While Hersonski never addresses this particular issue directly, the format of her film brilliantly foregrounds the difficulty of extracting truth from incomplete historical records—as all records necessarily are. Hersonski weaves together excerpts from diaries of ghetto residents, transcripts from the Nuremberg Trials, Nazi bureaucratic records, additional personal footage shot by Nazi cameramen and most powerfully, contemporary real-time commentaries from ghetto survivors watching the Nazi footage in front of Hersonski’s camera. As they view the footage, they critique and connect with the scenes, providing personal and emotional detailing to terrible images that threaten to become rote. Their emotional responses to the suffering are most moving—when they shield their eyes from the scenes of piled dead bodies, there is a painful psychological immediacy—but the most historically interesting bits of their commentary are their responses to the scenes of Jewish wealth. They don’t deny that there were wealthier Jews in the ghetto; in fact, several of the survivors affirm that they existed.
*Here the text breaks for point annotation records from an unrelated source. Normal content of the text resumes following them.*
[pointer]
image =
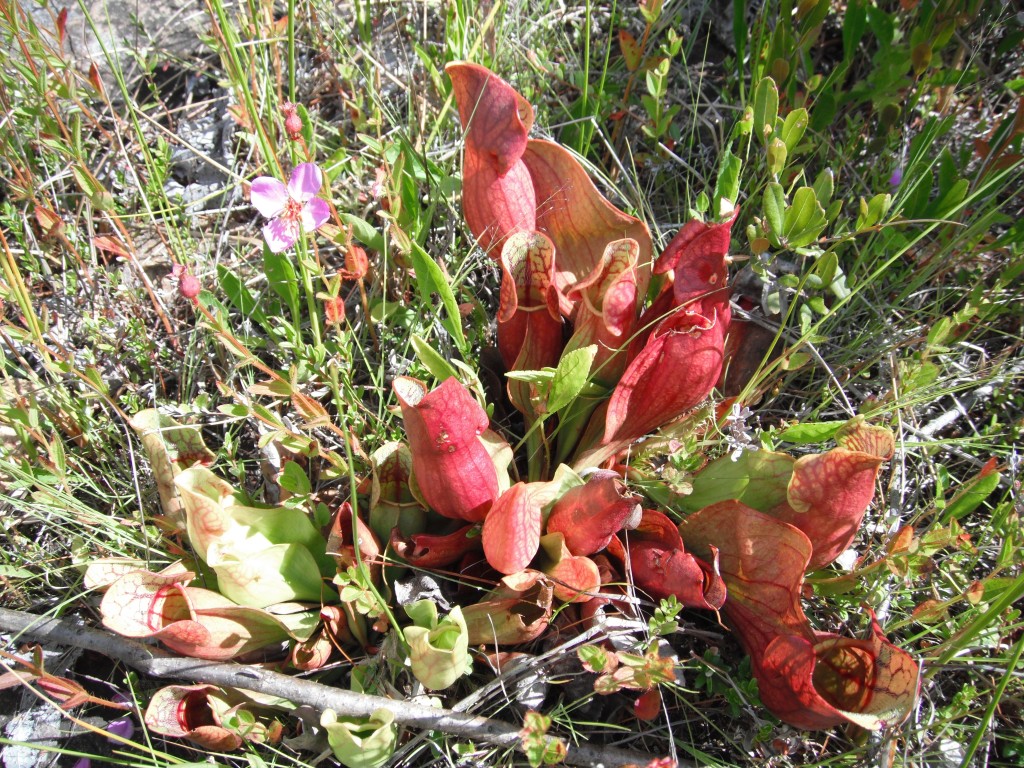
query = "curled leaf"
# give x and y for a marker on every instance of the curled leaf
(517, 611)
(361, 742)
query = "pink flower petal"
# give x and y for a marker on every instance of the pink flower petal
(281, 235)
(314, 215)
(305, 181)
(268, 196)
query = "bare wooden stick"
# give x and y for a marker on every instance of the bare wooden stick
(157, 663)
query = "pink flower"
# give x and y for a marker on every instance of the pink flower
(188, 285)
(293, 209)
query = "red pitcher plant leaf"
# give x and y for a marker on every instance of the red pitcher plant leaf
(451, 464)
(606, 308)
(829, 493)
(578, 218)
(696, 257)
(339, 542)
(511, 183)
(677, 356)
(190, 621)
(185, 712)
(675, 372)
(660, 566)
(808, 679)
(434, 551)
(576, 580)
(498, 195)
(823, 495)
(529, 328)
(391, 500)
(589, 515)
(512, 529)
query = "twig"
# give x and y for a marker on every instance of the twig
(160, 664)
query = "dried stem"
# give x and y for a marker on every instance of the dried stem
(160, 664)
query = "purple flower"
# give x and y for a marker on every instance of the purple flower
(294, 209)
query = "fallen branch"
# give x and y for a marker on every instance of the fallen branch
(160, 664)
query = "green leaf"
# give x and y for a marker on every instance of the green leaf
(810, 432)
(570, 377)
(758, 478)
(423, 613)
(12, 571)
(439, 368)
(774, 204)
(804, 219)
(429, 280)
(777, 155)
(794, 127)
(294, 479)
(364, 231)
(727, 186)
(824, 185)
(765, 109)
(281, 276)
(800, 214)
(826, 266)
(854, 26)
(972, 494)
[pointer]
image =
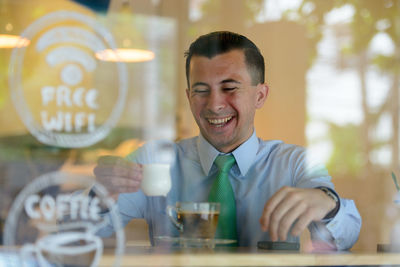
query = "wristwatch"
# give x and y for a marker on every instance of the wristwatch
(330, 193)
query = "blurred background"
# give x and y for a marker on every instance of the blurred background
(333, 67)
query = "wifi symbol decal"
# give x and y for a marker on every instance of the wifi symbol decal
(71, 113)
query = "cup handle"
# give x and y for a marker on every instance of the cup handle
(170, 212)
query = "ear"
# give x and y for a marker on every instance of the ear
(188, 94)
(261, 95)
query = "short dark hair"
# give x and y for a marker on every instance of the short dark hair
(215, 43)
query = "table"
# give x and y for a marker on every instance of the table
(148, 256)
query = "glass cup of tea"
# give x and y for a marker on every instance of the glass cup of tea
(195, 220)
(156, 179)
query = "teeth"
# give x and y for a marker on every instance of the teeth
(219, 121)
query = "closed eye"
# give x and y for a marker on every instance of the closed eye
(229, 88)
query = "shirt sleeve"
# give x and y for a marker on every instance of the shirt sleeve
(340, 232)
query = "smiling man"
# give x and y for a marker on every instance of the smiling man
(270, 191)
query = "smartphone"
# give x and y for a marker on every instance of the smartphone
(278, 245)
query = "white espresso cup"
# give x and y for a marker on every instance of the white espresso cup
(69, 246)
(156, 179)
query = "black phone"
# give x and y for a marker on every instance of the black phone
(278, 245)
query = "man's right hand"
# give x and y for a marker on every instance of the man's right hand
(118, 175)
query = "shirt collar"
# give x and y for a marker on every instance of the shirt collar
(244, 155)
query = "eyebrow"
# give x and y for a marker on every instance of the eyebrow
(198, 84)
(229, 81)
(222, 82)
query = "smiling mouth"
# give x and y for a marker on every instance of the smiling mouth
(219, 122)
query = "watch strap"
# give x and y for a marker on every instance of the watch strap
(333, 195)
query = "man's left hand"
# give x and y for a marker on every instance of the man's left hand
(291, 204)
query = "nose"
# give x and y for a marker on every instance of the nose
(216, 101)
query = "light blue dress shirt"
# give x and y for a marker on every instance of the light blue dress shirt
(261, 169)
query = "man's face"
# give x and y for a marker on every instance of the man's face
(223, 100)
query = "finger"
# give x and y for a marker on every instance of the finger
(302, 223)
(289, 218)
(270, 207)
(107, 160)
(123, 182)
(279, 215)
(132, 170)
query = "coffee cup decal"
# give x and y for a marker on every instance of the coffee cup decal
(67, 222)
(70, 106)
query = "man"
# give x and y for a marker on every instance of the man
(278, 193)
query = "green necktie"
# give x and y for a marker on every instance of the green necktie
(222, 192)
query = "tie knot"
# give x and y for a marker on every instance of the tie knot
(225, 162)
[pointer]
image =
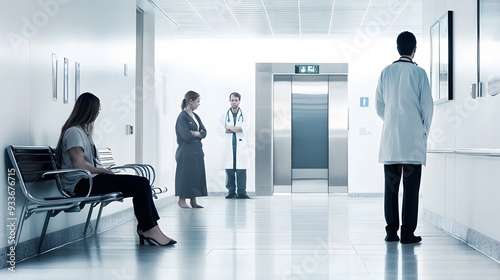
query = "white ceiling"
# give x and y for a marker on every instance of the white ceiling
(291, 18)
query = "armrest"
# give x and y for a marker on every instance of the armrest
(144, 170)
(63, 171)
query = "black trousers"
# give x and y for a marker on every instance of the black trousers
(411, 187)
(133, 186)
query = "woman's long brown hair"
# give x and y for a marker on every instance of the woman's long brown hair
(84, 113)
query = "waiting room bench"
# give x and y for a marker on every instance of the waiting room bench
(39, 181)
(145, 170)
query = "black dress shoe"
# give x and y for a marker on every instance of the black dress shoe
(391, 238)
(230, 195)
(411, 240)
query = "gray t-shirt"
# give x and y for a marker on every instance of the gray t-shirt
(75, 136)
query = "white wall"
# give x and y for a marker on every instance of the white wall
(463, 190)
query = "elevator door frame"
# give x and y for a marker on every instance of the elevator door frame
(264, 76)
(334, 178)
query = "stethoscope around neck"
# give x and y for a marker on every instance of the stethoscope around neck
(230, 113)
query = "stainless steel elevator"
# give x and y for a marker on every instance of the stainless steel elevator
(301, 129)
(305, 157)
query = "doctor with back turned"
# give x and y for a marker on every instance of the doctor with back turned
(234, 125)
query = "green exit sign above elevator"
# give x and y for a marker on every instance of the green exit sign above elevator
(306, 69)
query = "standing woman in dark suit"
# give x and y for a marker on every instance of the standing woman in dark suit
(190, 179)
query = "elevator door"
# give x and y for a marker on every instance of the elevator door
(310, 133)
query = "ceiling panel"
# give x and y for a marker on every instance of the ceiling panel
(290, 18)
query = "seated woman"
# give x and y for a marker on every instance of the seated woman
(76, 149)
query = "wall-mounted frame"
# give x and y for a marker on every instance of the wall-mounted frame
(488, 40)
(441, 72)
(66, 81)
(77, 79)
(54, 77)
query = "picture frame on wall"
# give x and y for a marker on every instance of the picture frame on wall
(441, 72)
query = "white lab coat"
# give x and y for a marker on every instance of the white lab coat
(404, 102)
(242, 152)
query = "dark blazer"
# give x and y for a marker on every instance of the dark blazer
(188, 144)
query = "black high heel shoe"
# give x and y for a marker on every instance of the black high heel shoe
(141, 238)
(153, 242)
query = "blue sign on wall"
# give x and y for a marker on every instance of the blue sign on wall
(363, 102)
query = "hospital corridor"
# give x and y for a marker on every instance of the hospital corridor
(250, 139)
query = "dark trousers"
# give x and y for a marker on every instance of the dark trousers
(130, 186)
(411, 186)
(236, 180)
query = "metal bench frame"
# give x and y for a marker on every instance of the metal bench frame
(107, 160)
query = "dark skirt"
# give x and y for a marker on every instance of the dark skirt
(190, 178)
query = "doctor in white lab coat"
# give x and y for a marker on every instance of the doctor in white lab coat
(404, 102)
(234, 125)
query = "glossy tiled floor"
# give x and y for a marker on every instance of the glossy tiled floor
(281, 237)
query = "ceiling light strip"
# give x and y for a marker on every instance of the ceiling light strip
(400, 11)
(163, 12)
(331, 18)
(267, 15)
(199, 15)
(364, 16)
(231, 12)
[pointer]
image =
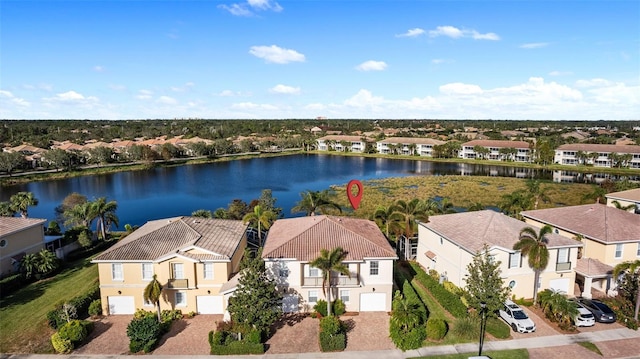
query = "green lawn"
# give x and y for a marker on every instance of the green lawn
(23, 314)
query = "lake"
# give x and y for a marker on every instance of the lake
(175, 191)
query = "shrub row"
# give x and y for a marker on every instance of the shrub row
(448, 300)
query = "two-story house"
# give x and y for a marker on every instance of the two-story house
(19, 236)
(294, 242)
(192, 258)
(610, 236)
(447, 244)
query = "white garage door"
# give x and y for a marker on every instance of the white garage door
(373, 302)
(290, 303)
(121, 305)
(560, 285)
(209, 304)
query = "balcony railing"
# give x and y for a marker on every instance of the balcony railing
(178, 284)
(560, 267)
(335, 281)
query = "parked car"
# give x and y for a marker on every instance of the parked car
(584, 318)
(601, 311)
(516, 318)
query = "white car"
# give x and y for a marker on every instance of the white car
(517, 319)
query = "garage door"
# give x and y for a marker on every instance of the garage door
(121, 305)
(209, 304)
(373, 302)
(290, 303)
(560, 285)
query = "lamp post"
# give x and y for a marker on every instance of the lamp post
(483, 325)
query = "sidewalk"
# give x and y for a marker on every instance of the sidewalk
(471, 348)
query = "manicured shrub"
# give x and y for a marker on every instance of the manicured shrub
(436, 328)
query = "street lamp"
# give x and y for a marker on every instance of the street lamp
(483, 325)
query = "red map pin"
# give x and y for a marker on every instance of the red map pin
(354, 198)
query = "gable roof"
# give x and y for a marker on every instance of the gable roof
(161, 238)
(595, 221)
(472, 230)
(303, 238)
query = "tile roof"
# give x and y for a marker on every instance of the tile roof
(472, 230)
(303, 238)
(595, 221)
(9, 225)
(590, 267)
(159, 238)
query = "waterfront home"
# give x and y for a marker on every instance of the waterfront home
(192, 258)
(447, 244)
(294, 242)
(610, 237)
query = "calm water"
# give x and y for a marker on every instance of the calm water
(166, 192)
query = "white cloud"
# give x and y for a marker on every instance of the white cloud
(534, 45)
(455, 33)
(412, 33)
(372, 65)
(284, 89)
(277, 55)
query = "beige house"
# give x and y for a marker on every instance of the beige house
(610, 236)
(19, 236)
(192, 258)
(293, 243)
(448, 243)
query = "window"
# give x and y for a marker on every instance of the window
(374, 268)
(207, 270)
(618, 250)
(178, 270)
(514, 260)
(181, 299)
(147, 271)
(313, 296)
(344, 295)
(116, 271)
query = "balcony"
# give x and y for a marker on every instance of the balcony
(178, 284)
(335, 281)
(563, 267)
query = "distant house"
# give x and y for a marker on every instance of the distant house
(192, 258)
(18, 237)
(598, 155)
(294, 242)
(610, 236)
(497, 150)
(408, 146)
(447, 244)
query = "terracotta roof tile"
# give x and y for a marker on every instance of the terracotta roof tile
(303, 238)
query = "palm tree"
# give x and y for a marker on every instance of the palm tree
(106, 214)
(21, 201)
(412, 211)
(314, 201)
(627, 268)
(261, 219)
(534, 245)
(152, 293)
(328, 262)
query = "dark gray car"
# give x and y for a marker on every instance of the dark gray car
(601, 311)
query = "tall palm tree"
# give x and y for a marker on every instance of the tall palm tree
(152, 293)
(105, 212)
(21, 201)
(411, 211)
(328, 262)
(315, 201)
(534, 245)
(630, 267)
(260, 218)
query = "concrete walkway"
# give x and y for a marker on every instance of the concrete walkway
(471, 348)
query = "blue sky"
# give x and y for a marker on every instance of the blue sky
(262, 59)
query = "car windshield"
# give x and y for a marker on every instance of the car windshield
(518, 314)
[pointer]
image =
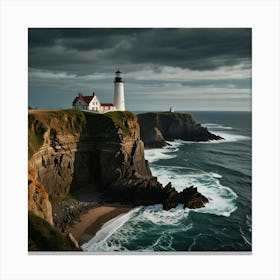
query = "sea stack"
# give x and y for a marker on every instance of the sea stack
(119, 92)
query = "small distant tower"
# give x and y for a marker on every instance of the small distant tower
(119, 92)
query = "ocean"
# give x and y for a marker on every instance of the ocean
(221, 170)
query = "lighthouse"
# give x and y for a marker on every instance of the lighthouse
(119, 92)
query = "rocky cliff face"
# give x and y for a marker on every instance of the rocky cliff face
(38, 198)
(70, 149)
(157, 128)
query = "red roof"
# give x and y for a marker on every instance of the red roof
(86, 99)
(106, 104)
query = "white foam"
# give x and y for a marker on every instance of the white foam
(153, 155)
(216, 175)
(222, 199)
(228, 137)
(98, 242)
(158, 216)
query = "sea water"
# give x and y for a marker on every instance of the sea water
(221, 170)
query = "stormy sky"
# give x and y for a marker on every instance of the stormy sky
(186, 68)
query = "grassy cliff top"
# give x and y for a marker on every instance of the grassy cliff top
(72, 122)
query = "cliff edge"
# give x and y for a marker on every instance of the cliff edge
(159, 127)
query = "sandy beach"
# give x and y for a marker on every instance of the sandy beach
(93, 220)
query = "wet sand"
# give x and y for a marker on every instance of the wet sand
(93, 220)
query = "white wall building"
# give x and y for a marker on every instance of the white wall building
(119, 92)
(92, 103)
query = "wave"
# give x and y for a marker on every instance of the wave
(166, 152)
(99, 241)
(216, 126)
(152, 225)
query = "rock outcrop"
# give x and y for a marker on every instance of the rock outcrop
(158, 128)
(71, 149)
(79, 149)
(38, 198)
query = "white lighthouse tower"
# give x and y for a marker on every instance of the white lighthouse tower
(119, 92)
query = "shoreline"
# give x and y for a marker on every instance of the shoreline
(92, 221)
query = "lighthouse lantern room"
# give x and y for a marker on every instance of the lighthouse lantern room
(119, 92)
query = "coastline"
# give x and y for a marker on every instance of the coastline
(92, 221)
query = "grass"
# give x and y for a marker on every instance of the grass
(73, 122)
(43, 237)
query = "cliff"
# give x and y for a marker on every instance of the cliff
(38, 198)
(69, 149)
(158, 128)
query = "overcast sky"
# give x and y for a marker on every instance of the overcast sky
(187, 68)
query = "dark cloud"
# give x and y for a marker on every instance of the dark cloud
(192, 68)
(197, 49)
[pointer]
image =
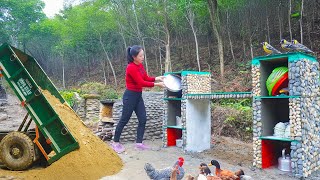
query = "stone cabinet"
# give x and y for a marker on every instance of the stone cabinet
(298, 108)
(187, 121)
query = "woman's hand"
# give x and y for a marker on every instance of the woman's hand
(160, 78)
(160, 84)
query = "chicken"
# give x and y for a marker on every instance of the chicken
(269, 49)
(246, 177)
(164, 174)
(287, 46)
(204, 169)
(300, 47)
(174, 172)
(205, 173)
(226, 174)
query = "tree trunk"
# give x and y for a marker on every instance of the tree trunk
(63, 73)
(229, 37)
(160, 59)
(168, 67)
(214, 17)
(145, 57)
(140, 36)
(251, 50)
(244, 49)
(268, 28)
(301, 15)
(289, 20)
(110, 63)
(190, 18)
(104, 71)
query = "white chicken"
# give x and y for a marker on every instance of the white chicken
(166, 173)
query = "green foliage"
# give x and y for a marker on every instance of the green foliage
(231, 4)
(105, 92)
(68, 95)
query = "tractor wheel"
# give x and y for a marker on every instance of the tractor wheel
(17, 151)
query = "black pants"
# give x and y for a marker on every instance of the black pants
(132, 101)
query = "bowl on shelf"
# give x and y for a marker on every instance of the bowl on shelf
(179, 143)
(172, 82)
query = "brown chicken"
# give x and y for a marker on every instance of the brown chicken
(226, 174)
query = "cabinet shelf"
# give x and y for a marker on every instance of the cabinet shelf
(174, 127)
(276, 138)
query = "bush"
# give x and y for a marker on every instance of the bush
(105, 92)
(68, 95)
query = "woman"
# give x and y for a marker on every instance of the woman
(136, 79)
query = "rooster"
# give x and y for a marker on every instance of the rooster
(175, 171)
(226, 174)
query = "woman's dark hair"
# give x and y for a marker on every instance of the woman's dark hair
(133, 51)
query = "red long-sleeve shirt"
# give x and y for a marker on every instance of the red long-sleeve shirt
(137, 78)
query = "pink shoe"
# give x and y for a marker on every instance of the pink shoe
(117, 147)
(141, 146)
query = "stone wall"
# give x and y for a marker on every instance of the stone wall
(304, 108)
(154, 107)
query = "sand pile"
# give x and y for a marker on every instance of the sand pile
(93, 160)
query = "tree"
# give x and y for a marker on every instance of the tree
(215, 22)
(17, 16)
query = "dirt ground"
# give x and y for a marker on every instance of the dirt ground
(231, 154)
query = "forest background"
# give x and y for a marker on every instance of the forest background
(83, 48)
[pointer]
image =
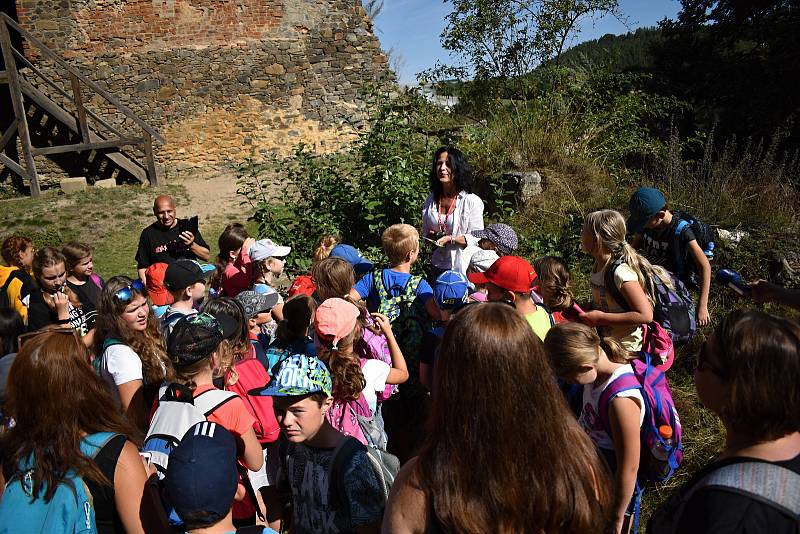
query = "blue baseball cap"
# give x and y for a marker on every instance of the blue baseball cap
(451, 289)
(644, 204)
(201, 475)
(299, 374)
(352, 256)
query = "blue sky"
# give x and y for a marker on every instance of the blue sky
(411, 28)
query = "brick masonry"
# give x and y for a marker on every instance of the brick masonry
(218, 78)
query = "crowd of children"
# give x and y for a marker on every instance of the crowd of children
(497, 400)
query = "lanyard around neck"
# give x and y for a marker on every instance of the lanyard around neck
(451, 209)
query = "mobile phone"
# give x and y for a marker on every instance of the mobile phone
(433, 242)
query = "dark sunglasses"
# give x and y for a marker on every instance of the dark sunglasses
(125, 295)
(702, 362)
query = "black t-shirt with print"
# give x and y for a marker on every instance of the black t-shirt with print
(164, 245)
(718, 511)
(657, 244)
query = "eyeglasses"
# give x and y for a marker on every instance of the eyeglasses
(702, 362)
(125, 295)
(23, 338)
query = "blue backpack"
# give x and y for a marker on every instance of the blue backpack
(71, 510)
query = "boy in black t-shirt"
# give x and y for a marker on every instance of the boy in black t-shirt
(655, 229)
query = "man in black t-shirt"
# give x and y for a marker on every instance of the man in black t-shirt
(169, 239)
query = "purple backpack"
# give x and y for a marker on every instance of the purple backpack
(659, 410)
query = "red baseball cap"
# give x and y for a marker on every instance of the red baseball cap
(509, 272)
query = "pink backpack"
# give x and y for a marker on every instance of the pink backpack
(374, 346)
(343, 416)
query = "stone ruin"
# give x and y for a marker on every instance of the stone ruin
(219, 79)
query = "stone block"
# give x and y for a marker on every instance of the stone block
(106, 184)
(73, 185)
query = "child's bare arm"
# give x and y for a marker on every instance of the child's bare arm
(704, 268)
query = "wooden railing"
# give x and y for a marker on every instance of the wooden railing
(97, 135)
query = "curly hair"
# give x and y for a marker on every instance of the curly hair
(148, 345)
(344, 366)
(459, 167)
(56, 398)
(12, 248)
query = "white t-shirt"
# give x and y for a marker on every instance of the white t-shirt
(629, 336)
(375, 374)
(120, 365)
(590, 418)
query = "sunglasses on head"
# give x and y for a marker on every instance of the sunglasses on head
(125, 294)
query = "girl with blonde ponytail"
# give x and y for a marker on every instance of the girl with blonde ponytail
(603, 237)
(579, 356)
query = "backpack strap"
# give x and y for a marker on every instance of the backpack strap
(210, 400)
(343, 453)
(611, 287)
(622, 383)
(92, 444)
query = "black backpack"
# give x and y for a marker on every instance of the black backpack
(685, 268)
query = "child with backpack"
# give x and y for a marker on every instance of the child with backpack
(81, 278)
(130, 353)
(553, 284)
(305, 284)
(203, 498)
(235, 270)
(451, 292)
(326, 476)
(292, 335)
(580, 356)
(193, 347)
(623, 291)
(356, 381)
(71, 456)
(509, 279)
(257, 308)
(186, 282)
(676, 241)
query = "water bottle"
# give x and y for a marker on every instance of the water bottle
(709, 251)
(733, 280)
(661, 450)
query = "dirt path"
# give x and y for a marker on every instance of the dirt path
(212, 197)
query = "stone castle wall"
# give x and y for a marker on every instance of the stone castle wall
(219, 78)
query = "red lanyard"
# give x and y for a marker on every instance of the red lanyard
(443, 224)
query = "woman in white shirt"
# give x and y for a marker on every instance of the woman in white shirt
(451, 211)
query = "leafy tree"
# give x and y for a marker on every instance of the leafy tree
(508, 38)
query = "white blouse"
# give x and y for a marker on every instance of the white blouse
(466, 217)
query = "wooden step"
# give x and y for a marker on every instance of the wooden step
(63, 116)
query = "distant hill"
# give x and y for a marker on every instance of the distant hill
(628, 52)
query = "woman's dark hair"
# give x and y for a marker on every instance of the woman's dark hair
(462, 174)
(759, 358)
(56, 398)
(503, 452)
(11, 326)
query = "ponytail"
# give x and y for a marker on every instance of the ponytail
(615, 351)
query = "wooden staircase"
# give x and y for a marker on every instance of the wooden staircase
(88, 132)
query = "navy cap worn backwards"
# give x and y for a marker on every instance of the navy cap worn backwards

They point out how few of them there were (one says maybe 20 people in the ghetto’s population of 400,000 could afford to go to the restaurant seen in the footage), but they acknowledge their existence. This testimony offers a more nuanced portrait of ghetto society while not denying that life for the overwhelming majority of ghetto residents was utterly wretched. Just as importantly, their testimony highlights how all historiography is necessarily a process of selective accounting, and always bears a volatile relationship to the truth. While Dargis is right about Hersonski’s “ethical insistence that there are true things in the world, and that it is necessary for us to know them,” Hersonski is also insistent that there can never be a one-to-one correspondence between history and truth. As she told me in an interview, “Certainly the film is about the nature of documentation itself and the inability to capture reality as such. … Always capturing one aspect, or more than one aspect, but never the thing itself. … It’s something beyond language and image.”

A Film Unfinished is less important for correcting a historical misconception, as a number of critics claim, than it is for its attention to the problems of historiography. Professional historians understand these problems well, but untrained consumers of popular history have a much dimmer understanding. On the one hand, a historian must make decisions on what evidence to share, and those decisions are inevitably partially motivated by ideology. On the other hand, it is possible to arrive at a “best version” of the truth by judiciously and objectively piecing together all the available evidence. A Film Unfinished is a reminder that every historical account is, by its nature, unfinished.